BARRY NORMAN: FILM OF THE DAY
6.20-9.00pm Movie Mix
Lawrence Kasdan’s 1985 movie was an attempt to revive the western, a good one, too, because it’s smart, sophisticated and very well made. The plot is admittedly corny, involving a bunch of men – Scott Glenn, Kevin Costner, Kevin Kline and Danny Glover – seeking revenge and trying to clean up the town of Silverado, which has been taken over by a greedy rancher, Ray Baker. One original note is the presence of John Cleese as the local, very English sheriff. Kasdan, showing a fine understanding of the intricacies of the western, packed his story with plenty of action – gunfights, stampeding cattle and the like. The film, sadly, didn’t do well at the box office and the western never really did get revived.
Iron Man ★★★★
This is the game-changing adventure that ushered in a whole new world of superhero movies. Stan Lee’s “quintessential capitalist” hero immediately established himself as a key player in the growth of Marvel’s plans for its movie universe. And Robert Downey Jr was the perfect choice for flawed genius Tony Stark, with his natural wit and unpredictiblilty transferring easily into the character.

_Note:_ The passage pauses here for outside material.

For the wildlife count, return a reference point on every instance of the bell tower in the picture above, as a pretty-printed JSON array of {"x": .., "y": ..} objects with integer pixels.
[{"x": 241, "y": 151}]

He immediately became a vital part of the Marvel success story – enough so that his bargaining power exploded from $500,000 for this movie to $50 million for Avengers Assemble only four years later.
The Angels’ Share ★★★
With I, Daniel Blake recently winning the Palm D’Or at Cannes, Ken Loach’s star is bright again, ten years after The Wind in the Barley won the same prize. This typical, though slightly less garlanded outing (it was only nominated for the Palm D’Or, but won the Jury Prize) came in-between the two wins, but none of Loach’s movies should be ignored on that basis. The movie sees charismatic first-timer Paul Brannigan as the jobless loser with a baby son, who swears he’ll go straight – until he discovers his nose for whisky could make him rich more quickly.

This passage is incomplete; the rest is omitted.